Speeches, etc.

Margaret Thatcher

Article for News of the World ("Difficult and dangerous maybe, but this must be our Dynamic Decade")

Document type: Speeches, interviews, etc.
Source: News of the World, 30 December 1979
Editorial comments: Item listed by date of publication.
Importance ranking: Major
Word count: 917
Themes: Economic policy - theory and process, Trade, Trade unions

As you raise a glass to the Eighties tomorrow night, says Mrs. Thatcher, drink with me to the future. The future of us all.

Difficult and dangerous maybe, but this must be our Dynamic Decade

At Midnight tomorrow we enter the 1980s. We all hope that they will see a turning point in Britain's fortunes.

What are the choices facing us as we enter the new decade?

Through sheer lack of effort and will, we could let Britain slide ever further down the international prosperity league.

We could over-spend and over-borrow, painting over the cracks in our crumbling economy.

Or we can confront the dangers to our prosperity, to our safety, to our freedom and to our way of life. And we can overcome them.

In the seven months since I formed the present Government nothing has struck me more than the desperate need for Britain to shake itself out of the apathy of the last decade.

We have let our competitors abroad catch up and pass us, while we paid ourselves more, spent more and borrowed more than ever before.

Yes, our standard of living has risen: but it has no solid and lasting basis. It has been shored up by unsound fiscal policies, by the temporary oil boom of the North Sea, and by the cosy notion that we can somehow get it all for less work.

Even the language of our economic life has taken on a fairy-tale quality.

We talk of our “borrowing requirement” instead of our debt. We talk of “public expenditure” when there is no such thing.
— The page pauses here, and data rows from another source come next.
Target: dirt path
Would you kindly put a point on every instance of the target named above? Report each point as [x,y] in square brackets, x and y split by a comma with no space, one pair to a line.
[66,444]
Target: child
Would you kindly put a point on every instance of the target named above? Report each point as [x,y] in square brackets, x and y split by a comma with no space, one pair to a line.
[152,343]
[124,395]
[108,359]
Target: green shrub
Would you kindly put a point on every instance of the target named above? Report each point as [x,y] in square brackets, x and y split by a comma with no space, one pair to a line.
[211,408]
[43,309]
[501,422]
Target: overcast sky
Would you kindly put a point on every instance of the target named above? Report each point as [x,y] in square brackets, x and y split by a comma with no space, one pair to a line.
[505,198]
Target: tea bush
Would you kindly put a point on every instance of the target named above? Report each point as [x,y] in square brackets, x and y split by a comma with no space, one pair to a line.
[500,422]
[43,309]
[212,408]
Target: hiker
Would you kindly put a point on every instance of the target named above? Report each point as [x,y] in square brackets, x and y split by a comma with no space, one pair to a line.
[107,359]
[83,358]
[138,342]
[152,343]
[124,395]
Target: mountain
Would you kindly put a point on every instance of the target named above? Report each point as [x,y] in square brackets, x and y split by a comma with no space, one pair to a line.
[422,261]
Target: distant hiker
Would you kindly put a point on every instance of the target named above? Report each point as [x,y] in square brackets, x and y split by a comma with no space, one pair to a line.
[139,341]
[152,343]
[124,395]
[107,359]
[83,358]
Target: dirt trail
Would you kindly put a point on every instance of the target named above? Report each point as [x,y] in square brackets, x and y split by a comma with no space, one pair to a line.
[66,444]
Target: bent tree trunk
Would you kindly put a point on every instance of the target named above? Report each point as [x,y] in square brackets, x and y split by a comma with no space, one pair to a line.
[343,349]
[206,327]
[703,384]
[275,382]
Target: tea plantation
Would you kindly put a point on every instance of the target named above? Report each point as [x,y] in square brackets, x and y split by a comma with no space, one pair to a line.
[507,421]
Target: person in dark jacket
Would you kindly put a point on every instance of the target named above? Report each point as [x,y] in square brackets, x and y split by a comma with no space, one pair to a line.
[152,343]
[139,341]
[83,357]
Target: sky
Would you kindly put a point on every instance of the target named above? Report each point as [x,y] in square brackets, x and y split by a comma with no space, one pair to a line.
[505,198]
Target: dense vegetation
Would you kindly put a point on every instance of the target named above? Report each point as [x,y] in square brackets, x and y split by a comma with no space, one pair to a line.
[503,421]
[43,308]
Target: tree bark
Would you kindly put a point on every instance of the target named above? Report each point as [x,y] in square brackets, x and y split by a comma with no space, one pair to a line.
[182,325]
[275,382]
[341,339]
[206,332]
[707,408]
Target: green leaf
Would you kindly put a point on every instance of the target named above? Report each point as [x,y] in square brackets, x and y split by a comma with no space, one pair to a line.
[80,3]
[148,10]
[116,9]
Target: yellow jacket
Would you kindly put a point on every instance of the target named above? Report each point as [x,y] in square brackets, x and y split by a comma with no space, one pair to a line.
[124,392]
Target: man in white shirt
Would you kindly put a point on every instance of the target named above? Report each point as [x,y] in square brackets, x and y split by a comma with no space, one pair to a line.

It is the taxpayers' money.

Now at the beginning of the eighties we have to wake up

It will be difficult and dangerous—but both are better than the delusions that have dominated the decade.

Let me give you a graphic illustration of what I mean.

You are probably reading this [end p1] sitting at home, maybe with your family around you.

In the living room there is almost certainly a television set, probably a colour model.

In the kitchen there is more than likely to be a washing machine and almost definitely a fridge. And there is about an even chance you will have a car outside.

First: How many of these items were made in Britain?

And second: How many of them or their equivalent did you or your parents have 20 years ago?

The answer to both questions holds the key to our present crisis.

We are being priced out of more and more of the markets in the goods which the world wants. Yet we all go on expecting higher and higher standards of living.

By 1990 most of the rest of the industrial world will no doubt regard video sets, computer-linked TV games and microwave ovens as being just normal bits of household equipment as the colour television and the fridge are now.

But will we be able to afford them?

The world does not, and never has, owed us an easy living. We cannot have a German standard of living or German standard of hospitals and social services without a German standard of work.

No amount of Government handouts, of protective legislation, no amount of state cushioning or international borrowing can conceal the truth.

Once we were the best. We built well and sold well. We delivered on time, people bought British because British was best.

We did not fear technological change. We had the best scientists, the best engineers, the best businessmen, and the best labour force in the world.

Then we started to slip. In the last 15 years it became a disastrous slide. But now it is time to tackle the problems which have been neglected for years.

It is time to change people's approach to what Governments should do for them, and what they do for themselves. It is time to persuade ourselves that only by our own efforts can we halt our national decline.

The Government has already started the battle to control inflation; we have cut taxes, we have slowed our vast overspending of tax on public services.

But it is time also that we learned the inescapable link between prosperity and production. It is so simple and self-evident that you wonder why some of our union leaders appear not to have grasped the lesson.

And while it remains beyond them will we have yet another winter of industrial discontent?

Do we all have to suffer as group after powerful group smash in and grab for bigger pay rises for little or no more work?

Those who want to take ever-increasing wages out of the economy must first put more effort in. It has to be a two-way street.

The days when a strike hurt only employers are long gone. Today one man's strike is a whole community's hardship—a closed hospital or school, no raw materials for the work bench, no components for a car factory.

And one union's excessive wage settlement is a whole nation's hardship.

And who cheers? The few mindless militants? Yes, but also the worker in Japan, Germany, America and France. They get the business that should have stayed in Britain.

Since the election last May I have met the political leaders of three-quarters of the entire world's population. Some of our talks have been amicable, some acrimonious. But there is one thing they have all told me.

They all expressed their goodwill and interest in what we are trying to do. Whatever their politics, they want us to regain our former economic prominence and play a full part in world affairs.

I believe we can do it. And this is not just a job for Government. It is for each and every one of us. Everyone can do something to help our country to recover.

So as you raise a glass to the eighties tomorrow night, drink with me to the awakening of Britain. Our enjoyment of the years ahead depends on our ability and willingness to work for it.

If it is to be a “Dynamic Decade” for us all, these will be difficult and dangerous years. But we are drinking to a country with a future. Our future.